Today’s blog wonders why local governments don’t view an ISP that is going to build a fiber network in the same way that they view other economic development opportunities. What do I mean by that? Local governments roll out the red carpet for a business that is considering building a factory that will bring jobs. Communities routinely offer incentives to attract a new business, such as offering free land in an industrial park. It’s routine to offer relief on property taxes and other fees for a company that is bringing new jobs to the community. Local governments sometimes offer a cash incentive to coax a new employer to build in the community.
These kinds of incentives come from the traditional economic development playbook. Local governments understand the math involved for a business that will bring a hundred jobs to the community. They can quantify how those jobs will result in property taxes from employees, and how the new salaries will be spent to support the other businesses in the community. The economic development playbook has always been pretty simple – new jobs bring prosperity.
To be fair, local governments sometime make concessions to an ISP that is going to build fiber – but not with the same zeal and fervor associated with bringing a new factory. A city might give a break to a new fiber builder by relaxing right-of-way rules or by providing expedited permitting. They will sometimes donate spare land or a building. But generally, the concessions to bring a fiber network are not of the same magnitude as the concessions given to other potential new businesses. It’s not unusual to see the opposite of concessions where a local government instead asks for concessions from an ISP, such as providing free fiber connections for government buildings.
This mystifies me. A new fiber network brings huge benefits to a community with inadequate broadband or that is suffering from a lack of competition due to a cable company controlling the market. The investment a fiber overbuilder makes in building a fiber network can easily equal or surpass the dollar investment that another company might make in bringing a new factory or a call center.
- An ISP always brings at least a few jobs in the form of fiber technicians. More local jobs are created if the ISP is going to open a local business office. But the real jobs benefit of building a fiber network comes from making it easier for folks to work from home. A fast broadband network allows existing residents to find better paying jobs online than are available locally. If the community is a desirable place to live, a fiber network can attract people who want to work from home and get away from big cities or bad weather.
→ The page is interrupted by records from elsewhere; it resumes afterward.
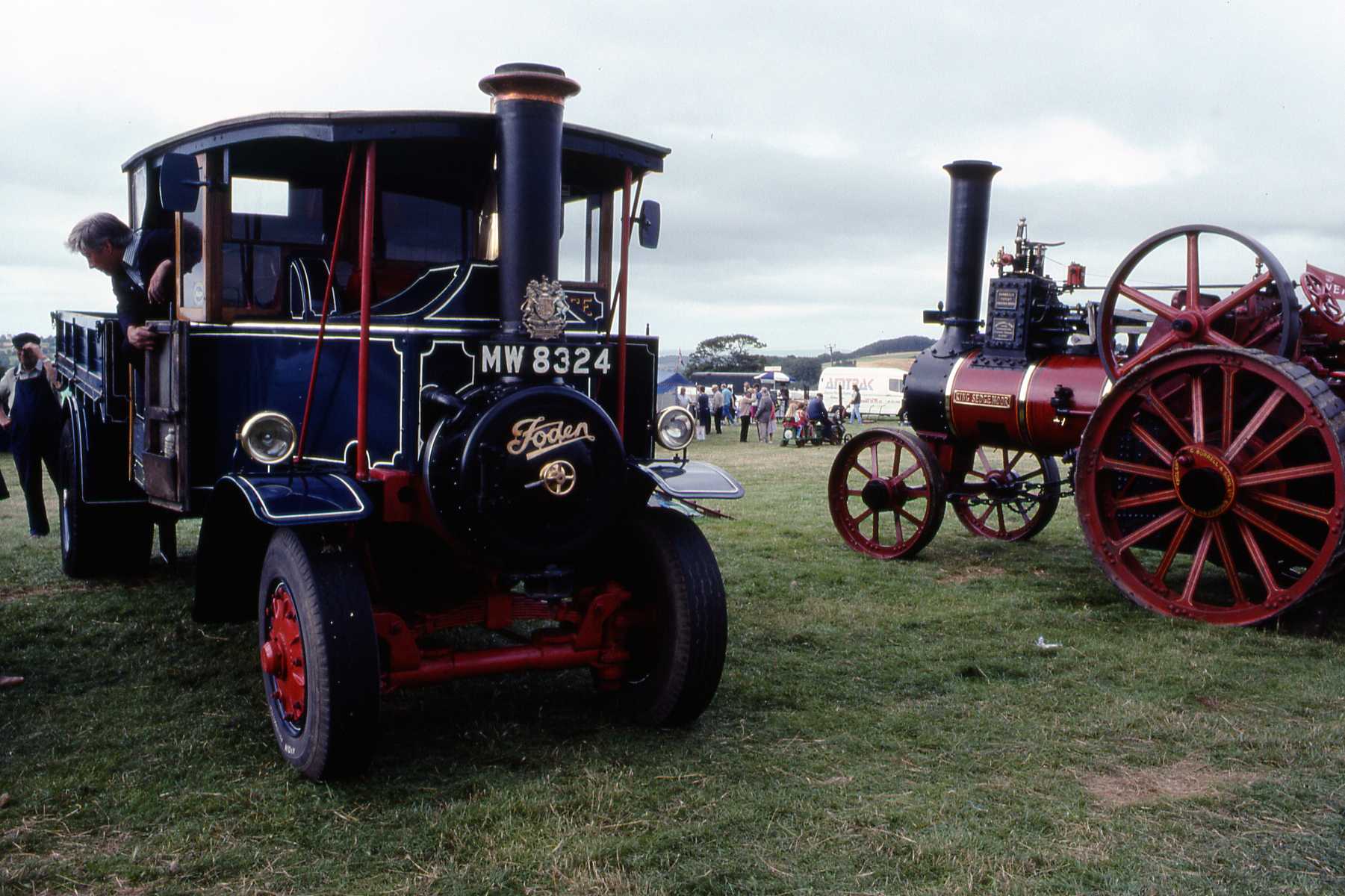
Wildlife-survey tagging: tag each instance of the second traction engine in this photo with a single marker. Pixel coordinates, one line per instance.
(1020, 384)
(1202, 409)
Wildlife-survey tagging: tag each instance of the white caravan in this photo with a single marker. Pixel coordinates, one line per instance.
(880, 389)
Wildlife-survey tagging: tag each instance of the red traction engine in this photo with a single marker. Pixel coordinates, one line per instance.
(1197, 404)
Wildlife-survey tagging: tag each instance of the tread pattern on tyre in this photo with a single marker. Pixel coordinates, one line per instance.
(697, 623)
(341, 654)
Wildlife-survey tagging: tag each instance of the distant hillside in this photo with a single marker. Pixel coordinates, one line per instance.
(888, 346)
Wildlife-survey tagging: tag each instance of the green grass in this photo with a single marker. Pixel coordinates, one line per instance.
(881, 728)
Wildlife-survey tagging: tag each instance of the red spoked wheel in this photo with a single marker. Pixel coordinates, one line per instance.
(1211, 305)
(886, 494)
(1211, 485)
(1007, 495)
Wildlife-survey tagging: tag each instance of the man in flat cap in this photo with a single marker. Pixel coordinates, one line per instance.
(30, 411)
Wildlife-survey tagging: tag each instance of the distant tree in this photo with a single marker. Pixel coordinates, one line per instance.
(802, 370)
(727, 352)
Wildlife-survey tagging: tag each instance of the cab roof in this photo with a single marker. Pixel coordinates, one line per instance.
(601, 156)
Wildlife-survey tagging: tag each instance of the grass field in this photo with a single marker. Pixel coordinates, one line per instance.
(881, 728)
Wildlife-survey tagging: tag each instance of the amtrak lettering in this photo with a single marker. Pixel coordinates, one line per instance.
(538, 435)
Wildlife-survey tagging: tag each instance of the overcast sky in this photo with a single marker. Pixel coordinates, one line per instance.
(804, 201)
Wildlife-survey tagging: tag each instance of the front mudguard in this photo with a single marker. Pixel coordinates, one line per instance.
(302, 500)
(693, 479)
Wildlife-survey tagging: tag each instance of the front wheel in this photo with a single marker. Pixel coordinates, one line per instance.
(319, 657)
(881, 473)
(678, 641)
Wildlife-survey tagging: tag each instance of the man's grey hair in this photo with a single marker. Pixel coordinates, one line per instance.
(94, 231)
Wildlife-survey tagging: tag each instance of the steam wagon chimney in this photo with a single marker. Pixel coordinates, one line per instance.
(969, 223)
(529, 104)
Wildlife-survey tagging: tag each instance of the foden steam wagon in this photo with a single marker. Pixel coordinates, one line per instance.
(1197, 405)
(391, 388)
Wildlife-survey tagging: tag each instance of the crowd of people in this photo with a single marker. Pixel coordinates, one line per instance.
(757, 405)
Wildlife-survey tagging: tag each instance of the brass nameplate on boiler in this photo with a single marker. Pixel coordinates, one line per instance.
(981, 399)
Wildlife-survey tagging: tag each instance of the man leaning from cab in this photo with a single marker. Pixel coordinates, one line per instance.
(142, 270)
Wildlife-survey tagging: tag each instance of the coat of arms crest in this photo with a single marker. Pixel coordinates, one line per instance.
(545, 307)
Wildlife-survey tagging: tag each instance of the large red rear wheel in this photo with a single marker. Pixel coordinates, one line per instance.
(1211, 485)
(886, 494)
(1212, 302)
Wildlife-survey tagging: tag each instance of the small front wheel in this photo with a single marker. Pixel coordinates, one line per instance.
(319, 658)
(881, 473)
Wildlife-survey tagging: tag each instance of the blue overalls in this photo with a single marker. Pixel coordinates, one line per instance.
(34, 439)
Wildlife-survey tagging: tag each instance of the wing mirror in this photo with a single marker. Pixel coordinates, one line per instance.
(179, 179)
(648, 223)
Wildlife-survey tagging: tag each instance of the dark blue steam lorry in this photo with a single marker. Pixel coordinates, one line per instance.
(397, 414)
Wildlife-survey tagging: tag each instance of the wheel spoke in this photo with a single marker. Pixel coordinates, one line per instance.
(1279, 441)
(1258, 560)
(1323, 514)
(1155, 526)
(1237, 299)
(1276, 532)
(907, 473)
(1197, 564)
(1173, 547)
(1143, 501)
(1153, 444)
(860, 467)
(1193, 270)
(1150, 349)
(1134, 470)
(1167, 414)
(1197, 409)
(1230, 565)
(1286, 473)
(1158, 307)
(1254, 424)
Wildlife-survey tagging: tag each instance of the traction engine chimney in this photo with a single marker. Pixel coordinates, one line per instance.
(969, 223)
(529, 104)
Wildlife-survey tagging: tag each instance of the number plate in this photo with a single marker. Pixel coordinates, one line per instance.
(542, 359)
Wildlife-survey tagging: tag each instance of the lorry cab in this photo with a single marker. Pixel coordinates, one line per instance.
(397, 338)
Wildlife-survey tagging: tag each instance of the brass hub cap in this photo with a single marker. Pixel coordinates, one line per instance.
(559, 478)
(1204, 483)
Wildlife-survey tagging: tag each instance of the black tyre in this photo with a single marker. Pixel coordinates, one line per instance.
(97, 540)
(319, 657)
(677, 658)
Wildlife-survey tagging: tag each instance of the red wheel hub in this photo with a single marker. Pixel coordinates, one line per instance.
(283, 654)
(1211, 485)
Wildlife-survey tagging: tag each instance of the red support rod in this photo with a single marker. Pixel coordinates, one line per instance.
(327, 302)
(366, 298)
(621, 290)
(493, 662)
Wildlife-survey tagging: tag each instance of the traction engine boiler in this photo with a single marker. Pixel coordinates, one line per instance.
(1200, 417)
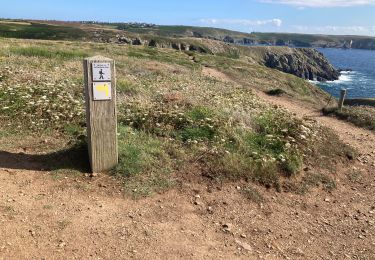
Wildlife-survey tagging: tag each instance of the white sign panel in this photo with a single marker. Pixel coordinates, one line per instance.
(102, 91)
(101, 71)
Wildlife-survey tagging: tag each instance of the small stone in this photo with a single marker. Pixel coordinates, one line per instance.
(227, 227)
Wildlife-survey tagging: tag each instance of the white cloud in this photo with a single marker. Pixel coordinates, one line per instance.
(242, 22)
(335, 30)
(322, 3)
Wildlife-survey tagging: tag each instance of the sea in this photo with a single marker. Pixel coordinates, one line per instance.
(358, 75)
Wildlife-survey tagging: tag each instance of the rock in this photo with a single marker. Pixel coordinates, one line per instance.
(32, 233)
(304, 62)
(62, 244)
(227, 227)
(137, 41)
(244, 245)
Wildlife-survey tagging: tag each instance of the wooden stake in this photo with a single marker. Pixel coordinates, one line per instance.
(101, 113)
(342, 98)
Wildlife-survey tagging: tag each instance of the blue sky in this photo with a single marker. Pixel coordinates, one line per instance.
(314, 16)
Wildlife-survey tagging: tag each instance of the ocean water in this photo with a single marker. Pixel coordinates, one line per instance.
(360, 82)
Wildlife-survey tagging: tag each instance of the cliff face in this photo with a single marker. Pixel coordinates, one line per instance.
(304, 63)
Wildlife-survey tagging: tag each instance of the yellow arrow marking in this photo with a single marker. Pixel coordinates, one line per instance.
(103, 88)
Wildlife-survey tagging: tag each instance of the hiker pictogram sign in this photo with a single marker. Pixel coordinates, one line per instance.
(101, 72)
(102, 91)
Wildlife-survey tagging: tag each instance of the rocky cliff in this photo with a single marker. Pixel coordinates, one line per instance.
(304, 63)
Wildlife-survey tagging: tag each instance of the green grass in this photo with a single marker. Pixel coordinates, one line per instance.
(48, 53)
(170, 116)
(40, 31)
(144, 163)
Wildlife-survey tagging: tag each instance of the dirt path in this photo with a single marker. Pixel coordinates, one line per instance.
(76, 217)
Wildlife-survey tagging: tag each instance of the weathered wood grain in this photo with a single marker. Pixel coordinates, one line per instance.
(101, 119)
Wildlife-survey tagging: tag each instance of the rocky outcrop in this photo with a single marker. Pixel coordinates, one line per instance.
(304, 63)
(172, 44)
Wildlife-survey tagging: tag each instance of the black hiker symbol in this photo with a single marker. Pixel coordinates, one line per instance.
(101, 73)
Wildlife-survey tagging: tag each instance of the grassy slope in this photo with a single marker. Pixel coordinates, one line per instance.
(172, 119)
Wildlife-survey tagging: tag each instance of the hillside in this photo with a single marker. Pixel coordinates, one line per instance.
(210, 165)
(108, 32)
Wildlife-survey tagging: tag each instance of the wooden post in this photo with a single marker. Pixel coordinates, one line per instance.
(342, 98)
(101, 113)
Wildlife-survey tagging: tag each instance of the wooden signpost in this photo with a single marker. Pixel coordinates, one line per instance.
(101, 114)
(342, 98)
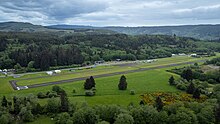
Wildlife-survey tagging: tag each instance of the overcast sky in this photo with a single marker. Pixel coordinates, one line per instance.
(111, 12)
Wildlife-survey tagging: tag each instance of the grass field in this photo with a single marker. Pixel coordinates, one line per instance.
(107, 90)
(101, 70)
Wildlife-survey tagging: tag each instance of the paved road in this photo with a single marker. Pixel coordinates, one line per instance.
(14, 85)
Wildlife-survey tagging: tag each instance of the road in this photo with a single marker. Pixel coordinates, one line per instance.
(14, 82)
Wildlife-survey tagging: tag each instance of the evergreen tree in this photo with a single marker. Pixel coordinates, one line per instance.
(172, 80)
(16, 104)
(187, 74)
(196, 93)
(122, 83)
(217, 114)
(159, 104)
(4, 102)
(64, 102)
(190, 89)
(92, 81)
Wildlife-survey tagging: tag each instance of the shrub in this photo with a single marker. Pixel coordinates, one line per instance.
(181, 86)
(52, 94)
(74, 90)
(41, 95)
(212, 81)
(132, 92)
(89, 93)
(124, 119)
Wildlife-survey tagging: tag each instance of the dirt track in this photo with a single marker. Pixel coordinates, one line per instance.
(14, 82)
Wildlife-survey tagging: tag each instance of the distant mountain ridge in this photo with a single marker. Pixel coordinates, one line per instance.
(204, 32)
(21, 27)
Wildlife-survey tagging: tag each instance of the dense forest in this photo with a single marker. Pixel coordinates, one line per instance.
(205, 32)
(40, 50)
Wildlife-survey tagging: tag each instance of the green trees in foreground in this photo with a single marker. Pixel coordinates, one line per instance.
(27, 109)
(122, 83)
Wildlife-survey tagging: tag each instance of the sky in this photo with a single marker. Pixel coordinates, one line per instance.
(111, 12)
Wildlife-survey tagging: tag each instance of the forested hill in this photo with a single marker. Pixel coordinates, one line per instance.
(203, 32)
(28, 27)
(32, 51)
(207, 32)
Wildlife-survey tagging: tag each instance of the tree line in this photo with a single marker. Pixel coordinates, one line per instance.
(40, 51)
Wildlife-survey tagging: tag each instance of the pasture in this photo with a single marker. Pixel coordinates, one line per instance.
(107, 87)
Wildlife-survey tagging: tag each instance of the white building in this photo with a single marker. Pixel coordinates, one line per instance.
(49, 72)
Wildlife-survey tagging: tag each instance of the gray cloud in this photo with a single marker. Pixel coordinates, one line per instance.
(111, 12)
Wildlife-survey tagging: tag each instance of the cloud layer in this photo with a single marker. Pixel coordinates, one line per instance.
(111, 12)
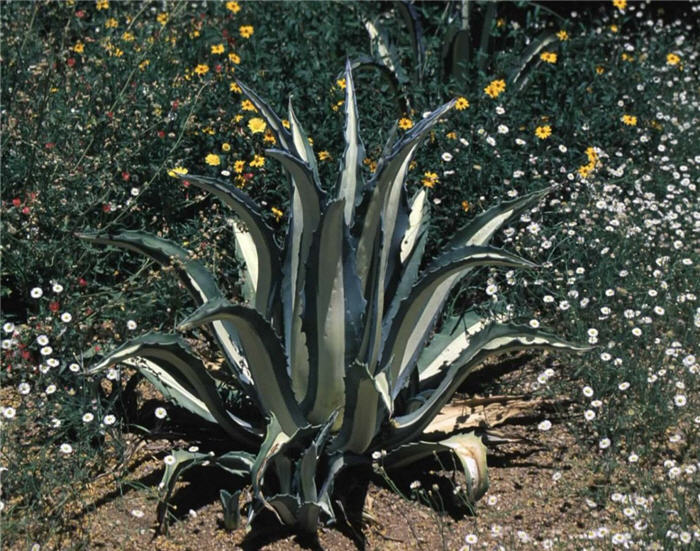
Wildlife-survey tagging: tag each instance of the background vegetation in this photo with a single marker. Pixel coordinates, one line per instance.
(101, 100)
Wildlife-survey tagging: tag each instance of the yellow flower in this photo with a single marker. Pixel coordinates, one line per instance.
(495, 88)
(405, 124)
(461, 104)
(592, 155)
(177, 171)
(258, 161)
(247, 105)
(543, 132)
(429, 179)
(673, 59)
(549, 57)
(257, 125)
(372, 165)
(585, 170)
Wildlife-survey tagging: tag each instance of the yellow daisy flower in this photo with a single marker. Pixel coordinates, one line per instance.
(461, 104)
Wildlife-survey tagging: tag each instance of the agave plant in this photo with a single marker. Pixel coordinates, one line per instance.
(337, 351)
(467, 45)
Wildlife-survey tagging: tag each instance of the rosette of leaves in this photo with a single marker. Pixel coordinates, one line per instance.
(469, 45)
(337, 350)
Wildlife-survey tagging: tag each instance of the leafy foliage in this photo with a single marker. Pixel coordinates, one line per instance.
(329, 349)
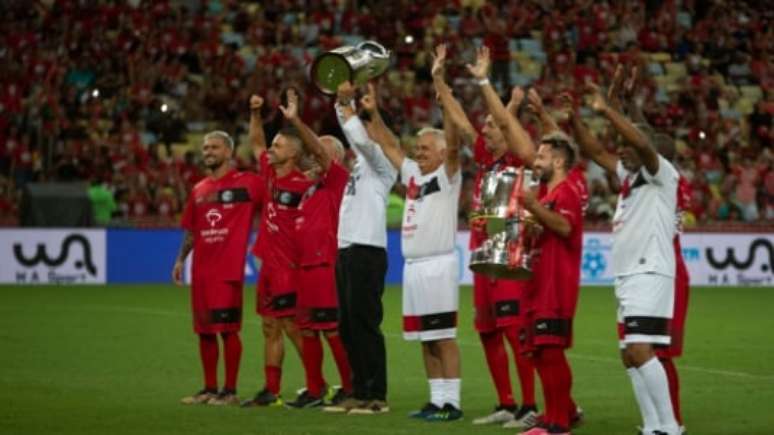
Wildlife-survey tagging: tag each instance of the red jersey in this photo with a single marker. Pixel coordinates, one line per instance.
(276, 233)
(219, 214)
(486, 163)
(556, 274)
(318, 226)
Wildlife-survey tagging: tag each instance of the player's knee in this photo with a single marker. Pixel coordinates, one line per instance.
(639, 353)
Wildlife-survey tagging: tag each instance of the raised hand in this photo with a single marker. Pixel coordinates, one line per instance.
(345, 93)
(598, 102)
(256, 102)
(438, 61)
(291, 111)
(517, 96)
(535, 102)
(369, 101)
(483, 61)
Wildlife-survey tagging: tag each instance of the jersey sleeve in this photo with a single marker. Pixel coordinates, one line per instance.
(569, 204)
(665, 176)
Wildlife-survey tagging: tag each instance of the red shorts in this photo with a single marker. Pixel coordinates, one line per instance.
(682, 292)
(497, 303)
(216, 305)
(276, 291)
(547, 320)
(317, 306)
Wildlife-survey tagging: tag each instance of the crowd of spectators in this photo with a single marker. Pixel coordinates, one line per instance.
(116, 92)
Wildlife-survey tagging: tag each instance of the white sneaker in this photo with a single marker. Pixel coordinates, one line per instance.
(500, 415)
(525, 420)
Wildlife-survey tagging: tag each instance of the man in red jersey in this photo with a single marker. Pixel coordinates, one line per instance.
(665, 146)
(315, 230)
(552, 299)
(217, 222)
(284, 185)
(497, 301)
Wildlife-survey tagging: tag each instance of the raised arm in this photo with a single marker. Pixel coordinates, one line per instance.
(626, 128)
(379, 131)
(588, 143)
(451, 134)
(256, 134)
(311, 141)
(451, 107)
(519, 141)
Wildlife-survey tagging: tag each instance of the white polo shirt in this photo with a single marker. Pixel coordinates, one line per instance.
(363, 214)
(644, 221)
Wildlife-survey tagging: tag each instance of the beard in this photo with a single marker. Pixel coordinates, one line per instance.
(213, 163)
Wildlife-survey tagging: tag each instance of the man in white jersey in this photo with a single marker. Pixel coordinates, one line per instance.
(643, 259)
(362, 262)
(431, 272)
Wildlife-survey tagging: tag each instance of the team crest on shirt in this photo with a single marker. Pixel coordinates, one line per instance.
(213, 216)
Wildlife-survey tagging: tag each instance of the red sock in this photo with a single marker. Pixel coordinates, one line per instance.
(546, 381)
(674, 386)
(312, 356)
(208, 352)
(497, 359)
(273, 376)
(524, 368)
(232, 348)
(564, 385)
(342, 363)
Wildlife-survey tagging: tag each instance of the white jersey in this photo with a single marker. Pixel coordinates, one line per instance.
(363, 213)
(430, 213)
(644, 223)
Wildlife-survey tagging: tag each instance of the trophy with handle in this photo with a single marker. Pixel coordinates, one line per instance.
(357, 64)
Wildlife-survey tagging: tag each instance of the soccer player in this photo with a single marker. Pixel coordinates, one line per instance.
(643, 260)
(317, 304)
(497, 301)
(666, 354)
(550, 303)
(284, 185)
(217, 220)
(362, 262)
(625, 87)
(431, 271)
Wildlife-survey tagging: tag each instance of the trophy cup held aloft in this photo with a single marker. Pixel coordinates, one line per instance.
(358, 64)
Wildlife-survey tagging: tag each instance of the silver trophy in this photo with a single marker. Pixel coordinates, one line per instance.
(358, 64)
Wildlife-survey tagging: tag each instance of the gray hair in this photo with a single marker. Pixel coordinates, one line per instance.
(222, 135)
(440, 137)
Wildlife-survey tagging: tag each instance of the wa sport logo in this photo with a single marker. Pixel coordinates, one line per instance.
(41, 257)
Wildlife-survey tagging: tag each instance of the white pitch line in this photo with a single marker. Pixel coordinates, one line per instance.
(398, 336)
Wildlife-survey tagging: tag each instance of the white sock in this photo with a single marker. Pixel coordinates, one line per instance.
(654, 375)
(650, 421)
(437, 395)
(452, 390)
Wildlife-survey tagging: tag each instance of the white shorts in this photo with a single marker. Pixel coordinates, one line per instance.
(645, 306)
(430, 298)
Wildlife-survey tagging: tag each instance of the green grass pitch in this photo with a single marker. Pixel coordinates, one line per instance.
(117, 359)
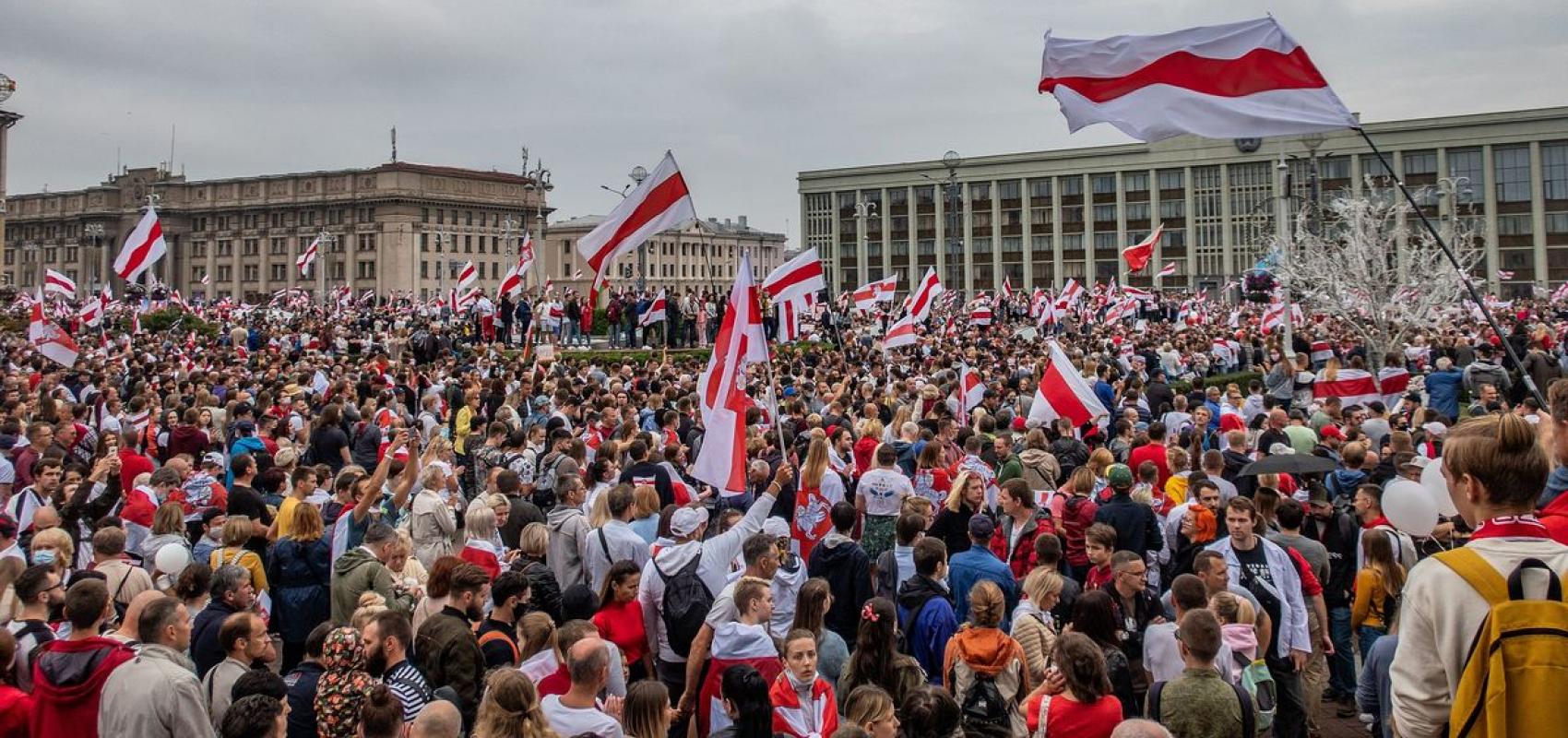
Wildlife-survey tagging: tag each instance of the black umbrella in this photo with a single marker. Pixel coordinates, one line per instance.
(1289, 464)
- A new fiber network helps everybody in a community by bringing competition. The industry rule of thumb has always been that competition will lower the cost of broadband across the board by at least 15%. That’s a huge saving and affects every household that buys broadband – including those who stay with the incumbent providers. These are the kinds of savings that economists love because when residents save money on a monthly commodity, they spend that money elsewhere to the benefit of grocery stores, restaurants, and every other local merchant.
- Competition might bring the biggest benefit to the local business community. When there is only one incumbent ISP selling to businesses, the rates are often extraordinarily high – sometimes many times the rates charged to a resident buying the same broadband. Lowering costs across the whole business community is a tangible and measurable benefit.
Part of the reason that bringing fiber isn’t considered as economic development is that ISPs are not telling a good story about the economic benefits of bringing fiber. In their defense, ISPs concentrate of building and operating networks and are not used to talking, jobs, local revenue multipliers, and the other economic development arguments that the folks who bring new factories are adept at talking about.
But I think ISPs are missing the boat. Bringing a fiber competitor to a community is at the top of the list for bringing economic development for most communities.